The student paper at Yale surveyed students in 2021 (see Issue 104) and found that:
28.57 percent of respondents, reported committing academic dishonesty during their time at Yale.
Nearly 30% admitted to academic dishonesty. More than half of Yale students admitted to cheating in science classes. A Yale student told the paper that cheating was “very ethical” because the classes were hard.
The same story reported that in 2019, Yale had 30 cases of academic misconduct. Not 30 percent, thirty. Total. It also quotes the Chair of the English Department at Yale:
I’m glad to say I haven’t encountered academic dishonesty among my students in English
Want more? Sure you do.
In April 2022, I covered this news from Yale in Issue 106:
this week the student newspaper carried news about 81 students in a single Introduction to Biological Anthropology class who were referred to the school’s academic integrity committee for misconduct. There were 136 students in the class. That’s 60%.
Yale gave an open-book, open-note, unproctored exam and 60% of the class was caught cheating. At the time, I wrote:
The other bullet point from this Yale debacle is that, if you look for cheating, you’re likely to find it. The only reason educators can honestly say that cheating doesn’t exist is because they don’t want to find it.
Which brings us back to Mr. Guy, who does not want to use an AI-detector and says that “generally” students do their own work at Yale. Sure. Denial, as they say, is not just a river in Egypt.
Guy goes on:
I feel like that when ChatGPT can do work that’s so good that I would need a machine to help me find it, I would need to have my teaching better and not my detection better because threats and punishment have not so far been a very important part of the incentive for students doing their own work.
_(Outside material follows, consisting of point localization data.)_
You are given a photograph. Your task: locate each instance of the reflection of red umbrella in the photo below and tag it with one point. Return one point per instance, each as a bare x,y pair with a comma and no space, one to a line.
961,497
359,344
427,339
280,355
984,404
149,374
Here, I can say with absolute certainty that this Guy has no idea what he’s talking about. None. There’s a metaphoric mountain of academic evidence and research disproving this. I understand why people don’t want to believe it, but that does not make it go away.
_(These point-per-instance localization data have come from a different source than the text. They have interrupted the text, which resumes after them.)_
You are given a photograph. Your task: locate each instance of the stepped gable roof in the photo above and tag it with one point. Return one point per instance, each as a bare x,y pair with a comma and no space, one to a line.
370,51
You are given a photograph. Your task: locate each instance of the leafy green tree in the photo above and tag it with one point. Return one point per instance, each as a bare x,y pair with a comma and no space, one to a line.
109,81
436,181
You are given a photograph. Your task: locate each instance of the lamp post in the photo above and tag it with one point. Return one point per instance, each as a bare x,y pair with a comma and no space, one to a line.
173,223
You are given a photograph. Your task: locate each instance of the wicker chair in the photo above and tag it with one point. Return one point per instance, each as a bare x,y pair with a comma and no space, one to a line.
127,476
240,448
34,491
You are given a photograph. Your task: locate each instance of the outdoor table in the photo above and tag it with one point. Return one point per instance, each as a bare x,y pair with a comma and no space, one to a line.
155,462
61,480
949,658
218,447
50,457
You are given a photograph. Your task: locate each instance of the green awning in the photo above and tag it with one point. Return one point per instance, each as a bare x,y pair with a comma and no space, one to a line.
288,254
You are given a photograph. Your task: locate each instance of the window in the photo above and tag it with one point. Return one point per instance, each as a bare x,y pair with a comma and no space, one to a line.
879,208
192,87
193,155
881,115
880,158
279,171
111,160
Moreover, I’m not sure what the link is between the AI getting good enough to fool this very confident teacher - which it more than likely already is - and teaching better. If students are using AI to submit work and you’re not catching it, it is not a failure of teaching. It’s a failure of not trying to catch it. You could, you just don’t want to.
And finally, my question - if you refuse to use the detection tools that are available, how will you know if the AI is fooling you?
Anyway, this episode is good and also incredible.